How things have changed with technology. Some things can still be bought - Yo Yos and french knitting 'dolls', my grandfather banged four nails into a cotton reel - not a safety issue then !!!!!!!


----------



## Pinky (Jul 2, 2020)

Etch-a-sketch and Spirograph were fun, and I was very good with a yo-yo (if I do say so, myself  )
We also had home-made french knitting spools which worked extremely well.


----------



## Barbiegirl (Jul 2, 2020)

Omgoodness SPIROGRAPHS! Haven't thought of that in ages and ages. Thanks for the fun memory! 

My favorite toys were an Easybake Oven (powered by the heat of a lone lightbulb LOL ) and anything Barbie.


----------



## JaniceM (Jul 2, 2020)

For me it was books, books, and more books!!!!
I also liked Colorforms-  similar to paper dolls, only vinyl material.


----------



## Pecos (Jul 2, 2020)

I have been cleaning out old photos and came across several of me dragging a brown Teddy Bear around. I don't have any memory of it at all, but I do remember the Springer Spaniel that was always present.

My younger brothers were into all things related to Davy Crockett.


----------



## Aunt Marg (Jul 2, 2020)

Legos, Lincoln Logs, Mechanix, yoyo's, hula-hoops, tetherball, Lawn-Darts, Spiro graph, Shrinky-Dinks, Silly Putty, and I remember baby brother having a smoke-gun. Also had a dartboard in our house.


----------



## Pepper (Jul 2, 2020)

When my son was very little @Pecos, I wanted to give him the Camp Experience, so I invented 'Camp Davy Crockett.'  Every morning, we would sing the theme song.  I had planned activities every day, and sometimes we would have 'guest' campers (friends) over, who would participate.  At the end of the day, we would sing the theme song again.  Loved Fess Parker as D.C.  One of my very best shows to watch as a kid.


----------



## JaniceM (Jul 2, 2020)

Aunt Marg said:


> Legos, Lincoln Logs, Mechanix, yoyo's, hula-hoops, tetherball, Lawn-Darts, Spiro graph, Shrinky-Dinks, Silly Putty, and I remember baby brother having a smoke-gun. Also had a dartboard in our house.

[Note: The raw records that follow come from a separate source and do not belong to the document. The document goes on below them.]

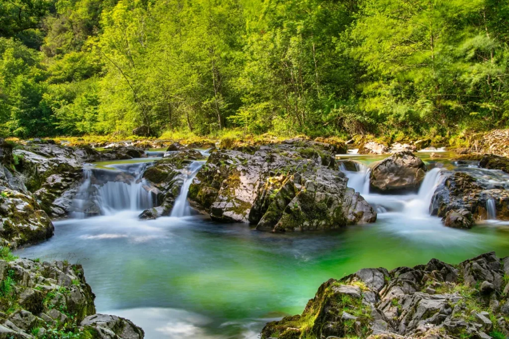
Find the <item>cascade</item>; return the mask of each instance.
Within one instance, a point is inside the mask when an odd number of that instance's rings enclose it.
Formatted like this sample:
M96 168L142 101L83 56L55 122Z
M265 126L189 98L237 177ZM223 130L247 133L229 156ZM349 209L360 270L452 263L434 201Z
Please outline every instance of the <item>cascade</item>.
M71 215L83 218L94 206L101 214L123 210L140 210L154 206L152 193L143 178L146 163L108 165L111 169L95 167L83 170L83 181L72 202Z
M488 212L489 220L497 220L497 209L495 205L495 200L493 198L486 200L486 211Z
M187 194L189 193L189 187L192 182L193 179L196 176L202 166L205 163L204 160L193 161L189 165L187 172L185 173L184 183L180 189L180 193L175 199L175 203L173 205L173 209L170 217L186 217L191 215L191 207L187 201Z

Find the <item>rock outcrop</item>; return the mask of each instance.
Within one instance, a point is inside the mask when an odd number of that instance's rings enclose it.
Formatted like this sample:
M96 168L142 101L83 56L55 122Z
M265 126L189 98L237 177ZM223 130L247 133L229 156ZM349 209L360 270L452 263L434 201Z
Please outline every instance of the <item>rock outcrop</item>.
M376 213L335 167L333 146L302 139L211 155L189 198L222 222L274 231L334 229Z
M470 228L473 221L488 219L491 200L497 219L509 220L509 176L501 171L459 168L443 172L433 195L431 214L443 218L446 226Z
M485 154L479 162L479 166L488 169L498 169L509 173L509 158L494 154Z
M361 269L322 284L302 314L268 323L261 337L505 337L508 271L509 258L493 253L457 266Z
M359 148L359 154L387 154L389 148L384 145L375 141L369 141L361 145Z
M192 148L178 143L171 145L164 158L155 162L143 173L143 178L151 184L151 190L157 197L157 203L156 207L144 210L140 219L155 219L169 215L180 193L189 165L204 159Z
M370 189L388 193L417 191L426 172L424 163L411 152L399 152L373 167L370 174Z
M17 259L5 248L0 258L2 337L144 337L128 320L95 314L95 296L80 265Z

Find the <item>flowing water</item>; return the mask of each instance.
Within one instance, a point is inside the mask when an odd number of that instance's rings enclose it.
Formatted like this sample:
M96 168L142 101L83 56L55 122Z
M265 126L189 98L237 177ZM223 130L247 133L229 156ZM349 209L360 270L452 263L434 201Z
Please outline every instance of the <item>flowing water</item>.
M376 159L362 158L357 171L345 171L349 186L381 212L376 223L286 234L188 215L185 197L200 162L190 166L177 199L182 203L176 204L172 216L139 220L141 210L153 203L140 176L146 161L133 161L132 166L103 163L80 189L81 200L99 199L108 206L103 215L56 221L53 237L16 254L81 263L98 312L130 319L147 339L257 338L266 321L301 312L331 278L432 258L454 263L487 251L509 255L504 227L457 230L430 216L432 191L441 177L438 168L428 171L416 194L370 193L367 165Z

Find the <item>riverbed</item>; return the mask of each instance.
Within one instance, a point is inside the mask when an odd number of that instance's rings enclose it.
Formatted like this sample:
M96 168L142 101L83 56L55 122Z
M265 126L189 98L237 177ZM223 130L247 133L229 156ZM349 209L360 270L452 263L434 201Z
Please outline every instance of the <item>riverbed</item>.
M361 172L346 174L362 191ZM142 208L121 205L56 221L54 236L16 254L81 263L97 311L130 319L147 339L257 338L267 321L301 312L330 278L433 258L455 263L489 251L509 255L509 231L500 223L457 230L430 216L422 204L436 180L427 178L429 188L418 194L361 192L377 206L377 221L339 231L272 234L198 215L141 221Z

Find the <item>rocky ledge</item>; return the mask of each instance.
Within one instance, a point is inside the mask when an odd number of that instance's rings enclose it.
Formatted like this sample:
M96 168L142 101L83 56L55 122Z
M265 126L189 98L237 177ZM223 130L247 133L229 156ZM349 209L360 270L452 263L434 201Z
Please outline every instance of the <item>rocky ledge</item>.
M189 189L192 205L213 220L275 232L376 220L364 198L347 187L333 156L336 146L294 139L233 148L212 152Z
M144 337L129 320L96 314L80 265L18 259L7 248L0 258L0 337Z
M301 315L268 323L262 339L479 338L509 335L509 257L458 265L364 269L320 286Z

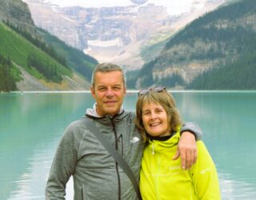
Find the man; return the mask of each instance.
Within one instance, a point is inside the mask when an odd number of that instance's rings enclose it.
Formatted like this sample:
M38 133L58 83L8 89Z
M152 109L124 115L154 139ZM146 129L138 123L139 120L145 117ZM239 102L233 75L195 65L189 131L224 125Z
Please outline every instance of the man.
M122 69L111 63L96 66L92 76L91 94L96 101L87 109L89 118L127 162L137 180L144 143L134 124L134 113L122 108L126 80ZM192 127L191 127L192 126ZM183 130L200 134L189 124ZM190 167L196 158L194 134L182 134L179 151L182 166ZM46 199L65 199L66 184L73 175L74 199L137 199L126 174L106 151L85 124L84 119L72 122L57 149L46 189Z

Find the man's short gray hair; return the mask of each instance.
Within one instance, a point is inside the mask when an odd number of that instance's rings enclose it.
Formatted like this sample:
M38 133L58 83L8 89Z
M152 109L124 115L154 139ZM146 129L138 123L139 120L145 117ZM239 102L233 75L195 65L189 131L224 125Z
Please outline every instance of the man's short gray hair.
M108 73L111 71L121 71L122 74L122 80L123 80L123 84L125 87L126 86L126 75L122 70L122 68L115 64L110 63L110 62L102 62L100 64L98 64L95 66L95 69L93 72L92 77L91 77L91 86L94 87L95 86L95 74L97 72L102 72L102 73Z

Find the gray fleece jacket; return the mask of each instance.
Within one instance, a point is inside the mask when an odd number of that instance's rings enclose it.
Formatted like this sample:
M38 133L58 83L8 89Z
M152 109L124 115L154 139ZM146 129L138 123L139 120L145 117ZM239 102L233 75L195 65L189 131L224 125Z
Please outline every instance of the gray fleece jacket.
M87 110L85 116L95 122L116 147L138 181L144 143L134 124L134 112L122 109L114 117L100 118L95 106ZM183 130L192 130L198 138L202 136L201 130L194 123L186 123ZM65 199L66 185L71 175L75 200L138 199L129 178L86 129L84 118L72 122L64 133L50 168L46 199Z

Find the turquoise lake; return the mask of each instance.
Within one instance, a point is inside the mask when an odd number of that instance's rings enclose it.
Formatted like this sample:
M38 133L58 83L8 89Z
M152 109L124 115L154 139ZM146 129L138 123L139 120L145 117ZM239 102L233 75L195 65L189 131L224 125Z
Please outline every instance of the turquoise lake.
M256 91L173 92L183 120L195 122L217 167L222 199L256 199ZM129 93L126 110L135 108ZM0 94L0 200L44 199L64 129L94 101L89 93ZM66 199L72 198L72 182Z

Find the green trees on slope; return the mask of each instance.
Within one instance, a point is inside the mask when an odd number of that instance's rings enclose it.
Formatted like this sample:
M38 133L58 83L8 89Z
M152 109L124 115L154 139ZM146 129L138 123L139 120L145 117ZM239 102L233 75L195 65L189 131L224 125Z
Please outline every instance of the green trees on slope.
M20 79L20 71L14 66L10 59L0 54L0 91L15 90L16 82Z

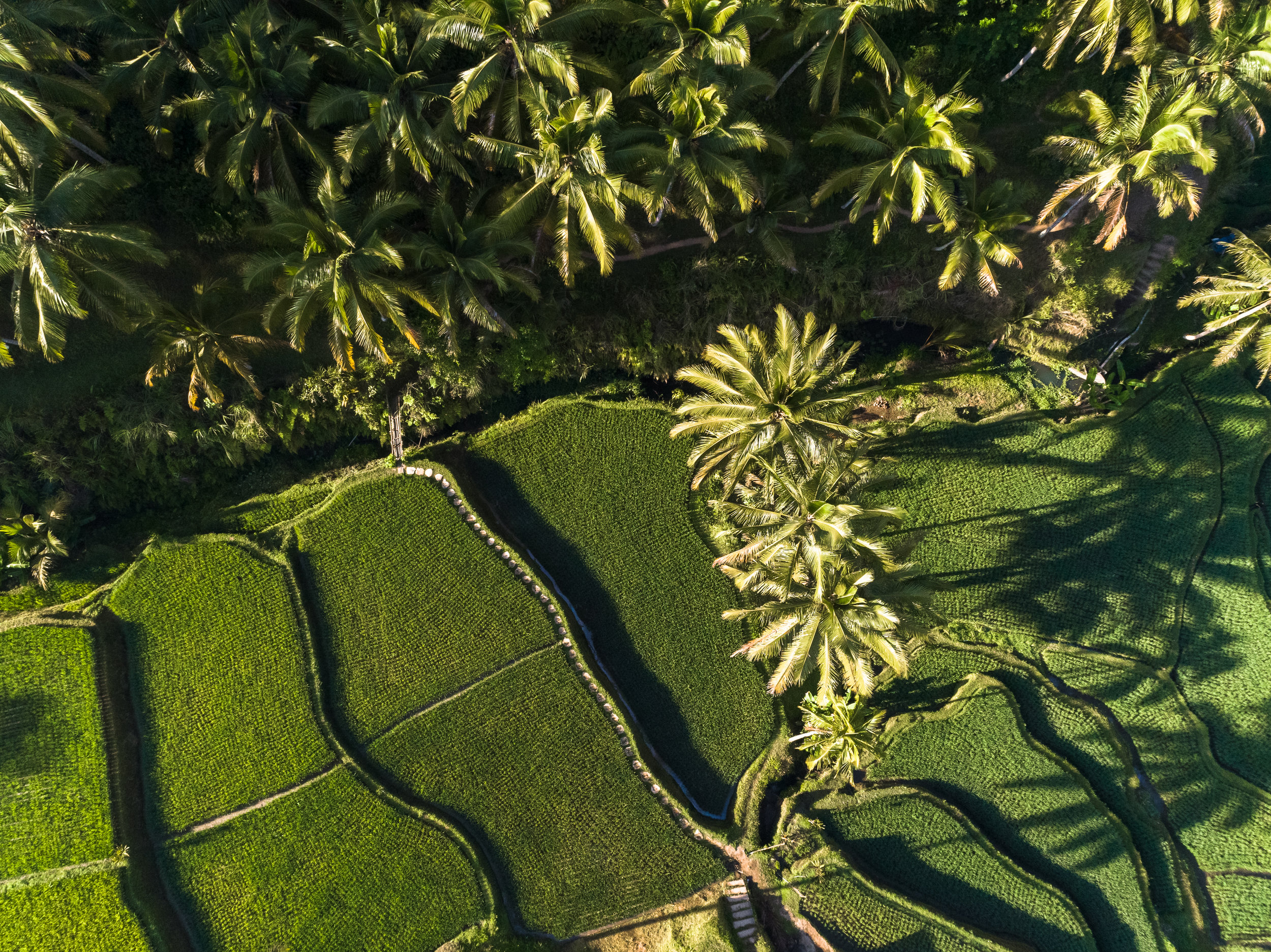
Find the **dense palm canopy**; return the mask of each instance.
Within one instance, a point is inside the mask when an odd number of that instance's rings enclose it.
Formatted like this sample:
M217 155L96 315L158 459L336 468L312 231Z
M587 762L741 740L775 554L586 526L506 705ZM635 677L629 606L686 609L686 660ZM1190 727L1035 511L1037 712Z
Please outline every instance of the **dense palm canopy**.
M788 448L810 463L822 447L864 435L848 416L878 385L852 381L859 344L836 350L833 326L817 336L816 317L808 314L799 331L780 306L771 338L754 325L731 324L721 325L719 335L723 343L703 352L709 366L685 367L676 374L705 391L676 407L686 419L671 428L672 438L698 438L689 454L694 489L719 472L727 499L756 458Z
M1030 216L1016 211L1009 182L995 182L980 190L971 176L965 179L963 188L963 202L958 204L953 220L943 226L930 226L932 231L943 227L953 232L939 286L947 291L974 275L981 291L996 296L998 275L993 267L1023 267L1019 246L1008 241L1007 235Z
M346 197L333 176L324 178L309 207L282 192L263 195L269 225L262 237L283 250L253 256L248 287L277 292L264 310L266 330L285 330L304 350L314 321L328 324L327 340L342 369L355 364L353 345L390 362L388 326L413 347L419 331L404 301L433 310L423 289L405 274L402 222L419 208L412 195L381 192L365 203Z
M849 220L857 221L869 202L877 202L874 242L891 230L897 213L905 213L901 202L906 198L913 221L921 220L928 208L941 221L952 221L956 209L946 176L953 171L970 175L977 162L984 169L994 164L993 155L974 141L969 124L981 108L957 86L937 95L930 86L906 77L886 112L850 112L812 136L815 146L838 147L864 160L830 175L812 203L852 189Z
M56 159L0 179L0 273L23 350L60 360L72 319L128 326L146 314L154 296L132 269L167 256L146 228L102 221L136 182L128 169L65 168Z
M216 364L225 364L240 377L261 399L261 388L252 373L252 352L267 347L280 347L282 341L244 333L254 311L234 307L234 294L225 281L194 286L194 301L188 310L164 305L150 324L154 354L146 371L146 385L189 367L189 387L186 401L191 410L198 409L200 395L207 404L225 400L214 380Z
M1200 185L1185 166L1209 173L1218 161L1201 124L1214 108L1197 88L1158 84L1144 67L1126 90L1120 113L1091 90L1066 96L1057 108L1080 117L1093 135L1050 136L1042 146L1043 152L1077 169L1042 208L1042 221L1065 199L1082 197L1103 213L1096 240L1116 248L1129 227L1131 192L1140 184L1155 195L1162 216L1186 208L1188 217L1196 217Z
M1240 350L1253 345L1253 359L1265 380L1271 373L1271 230L1258 235L1260 240L1234 232L1235 240L1228 254L1235 259L1235 268L1221 274L1201 274L1196 289L1182 298L1182 307L1197 306L1213 319L1190 340L1227 331L1227 340L1219 350L1220 360L1230 360Z

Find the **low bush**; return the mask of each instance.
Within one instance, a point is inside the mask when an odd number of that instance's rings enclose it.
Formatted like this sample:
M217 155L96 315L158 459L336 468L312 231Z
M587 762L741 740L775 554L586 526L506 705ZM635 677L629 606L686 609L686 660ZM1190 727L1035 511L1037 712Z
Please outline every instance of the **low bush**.
M938 712L899 718L869 778L916 781L958 807L1077 902L1104 952L1166 948L1130 834L1077 770L1028 736L999 682L975 675Z
M1073 901L1004 857L947 803L888 787L821 801L815 816L901 892L986 932L1046 952L1096 952Z
M295 532L333 703L360 743L555 637L433 480L353 482Z
M149 551L123 625L153 819L175 831L334 760L314 720L287 570L228 538Z
M125 905L119 872L103 869L0 892L6 952L150 952Z
M561 400L470 442L480 494L545 567L658 754L705 811L774 729L764 678L731 658L736 594L690 519L689 440L656 404Z
M214 952L436 948L487 914L455 843L344 768L164 853Z
M370 754L486 840L530 929L572 935L723 876L644 790L561 650L493 674Z
M84 626L0 630L0 880L104 859L114 845Z

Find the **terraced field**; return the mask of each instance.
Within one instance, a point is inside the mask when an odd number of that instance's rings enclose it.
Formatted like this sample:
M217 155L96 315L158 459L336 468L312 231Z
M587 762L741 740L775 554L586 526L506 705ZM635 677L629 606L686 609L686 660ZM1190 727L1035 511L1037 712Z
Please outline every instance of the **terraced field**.
M722 817L775 727L731 658L736 594L690 522L690 440L665 406L558 400L469 443L474 486L577 611L601 664L700 809Z
M571 935L722 877L633 769L545 586L456 491L370 479L295 527L336 707L370 760L460 820L534 932Z

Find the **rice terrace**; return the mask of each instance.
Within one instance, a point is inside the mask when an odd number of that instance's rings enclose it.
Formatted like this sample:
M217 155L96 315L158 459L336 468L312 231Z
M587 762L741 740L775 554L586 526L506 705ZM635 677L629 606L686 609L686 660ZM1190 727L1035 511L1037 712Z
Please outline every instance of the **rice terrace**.
M0 952L1271 952L1267 0L0 0Z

Oh I forgot yoyos..  liked them, too!!


----------



## Pecos (Jul 2, 2020)

JaniceM said:


> Oh I forgot yoyos..  liked them, too!!


I was a little older before I mastered the yoyo, and I still have one. The last time I used it was about a year ago, so I still have some little boy in me yet.


----------



## Gaer (Jul 2, 2020)

Barbies wern't invented yet, so i played with paper dolls.  But my parents couldn't afford to buy them so my Mother drew them and i would color them.  She was an artist so they were beautiful!  And i had a Terri Lee doll.


----------



## Lewkat (Jul 2, 2020)

Books for when I was stuck indoors.  On those days my one cousin and I would build a reading fort in the living room which annoyed my mother as we had a room in which to read.  My bike and my skates were my principal toys since I loved to explore all over the place.  Always carried marbles and trading cards with me for a game.  I was such a tomboy.


----------



## peramangkelder (Jul 2, 2020)

Remember Spinning Tops? Some would even 'hum' a tune


----------



## MickaC (Jul 2, 2020)

Had 1 Barbie, 1 Ken, clothes for them, which were sewn and knitted by my Aunt.
Chatty Cathy Doll.
Red plastic building blocks, no lego, not sure if there was any then, if so, they would have been too expensive.
Some games, which we played with family......croquet was one of them.


----------



## MickaC (Jul 2, 2020)

Also had our bikes......never had a new one.....remember Dad getting them and parts from the garbage dump, and making usable bikes.
French knitting spools as well........spent hours at that.......something usually got made out of the long cords.


----------



## Aunt Marg (Jul 2, 2020)

peramangkelder said:


> View attachment 111987
> Remember Spinning Tops? Some would even 'hum' a tune


I forgot about the old spinning tin tops, and I remember the one I had just like yesterday. As much as thread topics like this warm my heart, there's a side to them that makes me sad. I just can't get over where all the years have gone... how short life is... and how fast time goes by.


----------



## Aunt Marg (Jul 2, 2020)

I also remember the Slinky, Lite-Bright (resembled a small television where you plugged in coloured pegs into a perforated board that was backlit), Rock'em Sock'em Robots, Dinky Cars, Erector Set, Dart Guns, View-Master (remember that one)... plastic guns that fired little disks, Electra-shot Shooting Gallery, and HO Train Sets along with Slot-car Racing Sets were king!


----------



## Lewkat (Jul 2, 2020)

Gaer said:


> Barbies wern't invented yet, so i played with paper dolls.  But my parents couldn't afford to buy them so my Mother drew them and i would color them.  She was an artist so they were beautiful!  And i had a Terri Lee doll.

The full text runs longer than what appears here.